J. J. Sakurai Prize: Precision Quantum Chromodynamics at the LHC

COFFEE_KLATCH · Invited

Abstract

The Large Hadron Collider (LHC) at CERN in Geneva, Switzerland, is the highest-energy particle collider operating today. In 2012, the two general-purpose detector collaborations, ATLAS and CMS, announced the discovery of the long-sought Higgs boson, the last missing particle of the Standard Model. The two collaborations have also set limits on new physics beyond the Standard Model, such as supersymmetry. Future direct and indirect searches for new physics require a precise, quantitative understanding of the known physics of the Standard Model, and in particular of the scattering of quark and gluon constituents of the proton under the strong force, known today as quantum chromodynamics (QCD).
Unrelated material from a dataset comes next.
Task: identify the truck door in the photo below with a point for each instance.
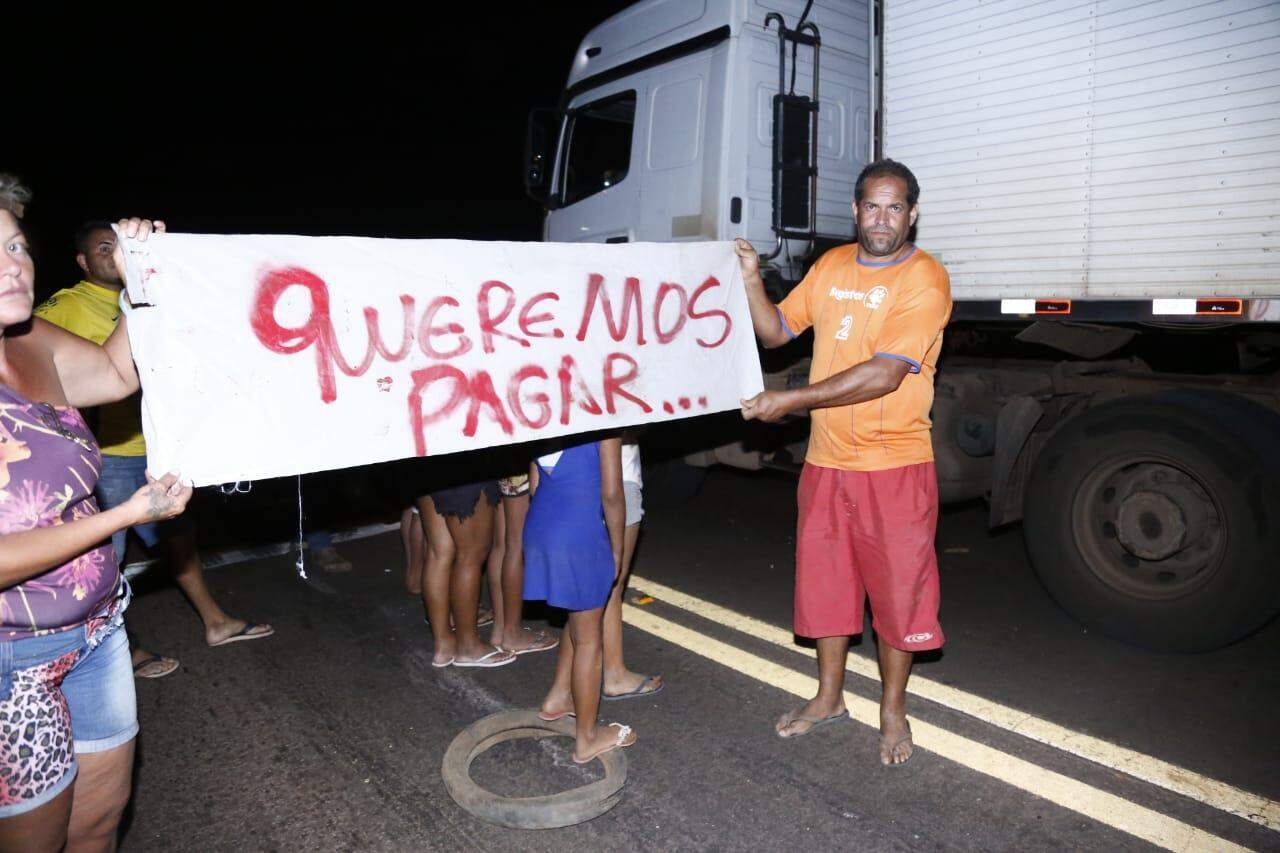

Achieving this level of understanding requires at least the incorporation of the first quantum corrections in perturbation theory -- next-to-leading order (NLO) corrections -- in scattering processes with several constituents leading to several jets in the final state. The new ``on-shell'' techniques, described earlier by Lance Dixon, have allowed these computations to be made beyond the reach of traditional diagrammatic methods. I will describe a direct numerical application of the new techniques in the BlackHat software library, and several phenomenological studies of physics at the LHC. These include studies relevant to CMS's supersymmetry searches, and to ATLAS measurements of electroweak vector-boson production with up to five associated jets.